Curet v. Hiern

Decision Date13 May 1957
Docket NumberNo. 20839,20839
Citation95 So.2d 699
PartiesMrs. Elizabeth CURET v. Charles H. HIERN et al.
CourtCourt of Appeal of Louisiana — District of US

M. C. Scharff and Tucker & Schonekas, New Orleans, for plaintiff and appellee.

Michael J. Molony, Jr., Jones Walker, Waechter, Poitevent & Denegre, New Orleans, for defendants and appellants.

McBRIDE, Judge.

Plaintiff filed this suit in the Twenty-fourth Judicial District Court for the Parish of Jefferson against Charles H. Hiern and his liability insurer, Liberty Mutual Insurance Company, seeking to recover damages for injuries allegedly sustained as a result of her fall down a stairway, claimed to be defective in design and construction, located in the interior of a two-apartment building owned by Charles H. Hiern.

The petition and the supplemental and amended petition allege, in substance, that plaintiff's son-in-law and daughter were lessees of Hiern, the owner of the upper apartment identified by Municipal No. 2409 Leonidas Street; that plaintiff lives with them; that they moved into the apartment about December 1, 1951. On December 5th plaintiff was awakened in the early morning hours by the sound of wind and rain, and upon hearing a noise which sounded like the downstairs door slamming, she arose from bed intending to proceed down the stairs to close the door; that she opened an upstairs door and in 'attempting to step on what she thought to be a landing, she fell completely down the front stairs.' Plaintiff charges that the stairway is defective in several respects and not in conformity with the Building Code of New Orleans, and that her fall was caused thereby.

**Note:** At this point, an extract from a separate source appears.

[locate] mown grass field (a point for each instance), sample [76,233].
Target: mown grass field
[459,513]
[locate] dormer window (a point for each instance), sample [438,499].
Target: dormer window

Defendants interposed an exception of no cause of action which was overruled by the trial court. Then answering they deny plaintiff was injured as a result of a fall on the stairway and also denied that the stairway was defective either in design or construction or that the alleged defects caused plaintiff to fall. They affirmatively aver that the stairway was constructed in accordance with the usual and customary standards prevailing in the City of New Orleans and in compliance with the New Orleans Building Code, and that the sole and proximate cause of the accident was plaintiff's own negligence in failing to pay proper heed while approaching a stairway and in failing to use the usual and ordinary care requisite when one descends a stairway. In the alternative, defendants plead that plaintiff was contributorily negligent in these respects.

On these issues the matter proceeded to trial in the lower court and judgment was rendered in favor of plaintiff awarding her $6,500 for physical injuries and future medical expenses, from which judgment the defendants have prosecuted their devolutive and suspensive appeal which has been answered by plaintiff who prays that the amount of the judgment be increased to the sum of $10,000.

No one, save plaintiff, was present when the accident happened and her narration of the occurrence stands alone. Rather than paraphrase her testimony, we quote it verbatim:

'Q. Now, on the night of the accident or the early morning of the accident, did you get out of bed? A. Well, there was a storm come up about two-thirty, I think.

'Q. About two-thirty in the morning? A. Yes, and I got up to go and put the window down. The rain was coming in.

'Q. In your room? A. In our room, yes, and so I heard the door slamming.

'Q. What door? A. Downstairs.

'Q. The downstairs door? A. Across the hall, you know, and I said, 'Well, I will go.'

'You know, lock it up. So, when I got to the door, it just opened. No lock, no nothing and I just went right on down and that was the last I ever knew.'

And again plaintiff testified:

'I thought it was there but it was the one that was pounding on top. You see, we were there three days and whenever I touched the door there, I went down. There was no lock, no locks on the door.'

For the third time plaintiff described in similar terms how the accident happened, as shown by the following testimony:

'Q. Did you say that when you started to fall, what did you do when you realized you were falling? A. I just went down. I didn't know anything, not a thing.'

On cross-examination she was questioned as to her explanation of the fall as compared with the allegations of her petition, and her testimony appears thus:

'Q. And you said that according to the statement in your petition here, that you assumed there would be a landing there and you stepped out, is that right? A. No, whenever I took the door this way, and I just went right on down, because there was no lock. I thought the door was locked.'

The upstairs door Mrs. Curet alludes to is situated in a hall between the dining room and living room and this area was in darkness, or as the plaintiff put it, there were 'no lights nowhere.' Some contention is made that the hallway was sufficiently illuminated by the bedroom light, but we do not believe this to be a fact; at least it cannot be squared with Mrs. Curet's statement that there were no lights. Plaintiff made no attempt to switch on the light above the stairway door through which she says she fell.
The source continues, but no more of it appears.